Hangi sözcükler Türkçe değildir ?

Umut

Global Mod
Global Mod
[color=]Hangi Sözcükler Türkçe Değildir? Birlikte Ararken Kendimizi Bulmak[/color]

Selam dostlar,

Bu başlığı açarken içimde tuhaf bir heyecan var. Çünkü “hangi sözcükler Türkçe değildir?” sorusunun cevabını aramak, aslında “biz kimiz, nereden geliyoruz, nereye gidiyoruz?” diye sormak demek. Bir dil, sadece sözlüklerde yaşayan bir varlık değil; mahalle aralarındaki selamlaşmaların, evdeki sofranın, okul kantinindeki gülüşlerin, iş yerindeki toplantıların, gece yarısı yazdığımız mesajların ta kendisi. O yüzden gelin, bir molekül titizliğiyle değil, dost sohbetinin sıcağıyla konuşalım; ama stratejik ve çözüm odaklı bakışla (erkeklerin yaklaşımında daha sık gördüğümüz), empati ve toplumsal bağlara yaslanan duyarlılıkla (kadınların merceğinde daha belirgin olan) bakışları harmanlayarak ilerleyelim. Bu konu, tam da bu birleşimi hak ediyor.
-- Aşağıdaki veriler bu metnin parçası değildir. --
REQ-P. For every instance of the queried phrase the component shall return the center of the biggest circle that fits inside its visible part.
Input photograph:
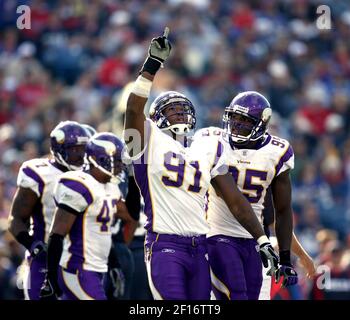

[color=]“Türkçe Değil” Ne Demek? Saflık Mitinin Kırılganlığı[/color]

Önce kavramı netleştirelim: “Türkçe değil” dediğimizde bir sözcüğün kökeninden mi, dildeki kullanım tarihinden mi, yoksa hissedilen “yerlilik” duygusundan mı bahsediyoruz? Diller arası alışveriş insanlık tarihi kadar eski. Türkçenin söz varlığında Orhun Yazıtlarından bugüne uzanan bir damarla birlikte, Arapça, Farsça, Moğolca, Yunanca, Ermenice, İtalyanca, Fransızca, Almanca, Rusça ve nihayet İngilizce gibi sayısız dilin izi var. Dil, doğası gereği göçebedir; sınır kapılarından pasaportsuz geçer. O yüzden “saf Türkçe” iddiası çoğu zaman bir özlem ya da idealdir; pratik hayat ise melezdir. Bu melezlik, kültürün canlı kaldığının da kanıtı olabilir.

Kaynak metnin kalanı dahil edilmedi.